Wie Medien über Flucht und Geflüchtete sprechen

,Willkommenskultur‘ und ,besondere bauliche Maßnahmen‘

Wie in Deutschland wird auch in Österreich regelmäßig das Wort des Jahres gewählt, ermittelt von der Forschungsstelle Österreichisches Deutsch der Universität Graz in Kooperation mit der APA (Austria Presse Agentur). 2015 war es ,Willkommenskultur‘. Ebenso wurde über das heimische ,Unwort‘ des betreffenden Jahres abgestimmt: ,Besondere bauliche Maßnahme‘ lautete dieses, eine von der damaligen ÖVP-Innenministerin Johanna Mikl-Leitner geäußerte euphemistische Umschreibung für den neu errichteten Maschendrahtzaun an der steirisch-slowenischen Grenze, der die Geflüchteten davon abhalten sollte, Österreich zu betreten.
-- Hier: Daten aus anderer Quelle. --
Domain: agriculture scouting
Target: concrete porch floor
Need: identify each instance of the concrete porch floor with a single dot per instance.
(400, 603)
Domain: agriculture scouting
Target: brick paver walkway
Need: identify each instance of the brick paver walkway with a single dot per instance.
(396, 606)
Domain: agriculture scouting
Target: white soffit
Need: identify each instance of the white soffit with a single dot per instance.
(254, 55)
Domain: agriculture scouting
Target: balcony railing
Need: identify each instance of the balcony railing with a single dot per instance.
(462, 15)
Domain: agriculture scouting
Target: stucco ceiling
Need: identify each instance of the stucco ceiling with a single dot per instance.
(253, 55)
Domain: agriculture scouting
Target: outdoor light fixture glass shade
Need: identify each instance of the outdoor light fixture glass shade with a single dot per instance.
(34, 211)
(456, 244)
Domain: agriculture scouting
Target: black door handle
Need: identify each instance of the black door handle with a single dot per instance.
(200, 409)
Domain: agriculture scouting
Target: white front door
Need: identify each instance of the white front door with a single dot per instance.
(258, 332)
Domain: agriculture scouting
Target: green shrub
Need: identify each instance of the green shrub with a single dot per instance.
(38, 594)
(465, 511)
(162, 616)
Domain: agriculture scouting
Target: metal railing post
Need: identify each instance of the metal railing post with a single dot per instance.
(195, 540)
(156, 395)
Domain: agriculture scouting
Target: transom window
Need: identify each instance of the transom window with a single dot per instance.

Nur wenige Monate, nachdem der Begriff der ,Willkommenskultur‘ Eingang in den öffentlichen Diskurs in Österreich gefunden hatte, wurde er zunehmend von der Rede über ,Grenzkontrollen‘ – unter die auch oben erwähnte ,besondere bauliche Maßnahme‘ fiel – verdrängt.

Vor 2015 war der Begriff der ,Willkommenskultur‘ in Österreich praktisch unbekannt, während er in Deutschland bereits Karriere in Politik und Medien gemacht hatte. Dort war das Wort schon 2005 in die öffentliche Debatte eingeflossen, ursprünglich als Forderung der Wirtschaft an die Regierungspolitik: „Willkommenskultur zielt vorwiegend auf qualifizierte Neuzuwanderer, die heute aus volks- und betriebswirtschaftlichen Gründen willkommen sind. Sie richtet sich dezidiert nicht an solche, die unwillkommen, aber aus europarechtlichen Gründen ebenfalls zu akzeptieren sind“, erläutert der Historiker Klaus Bade die Hintergründe zu diesem „top-down gestifteten Elitekonzept“. (Bade 2014)star (*7)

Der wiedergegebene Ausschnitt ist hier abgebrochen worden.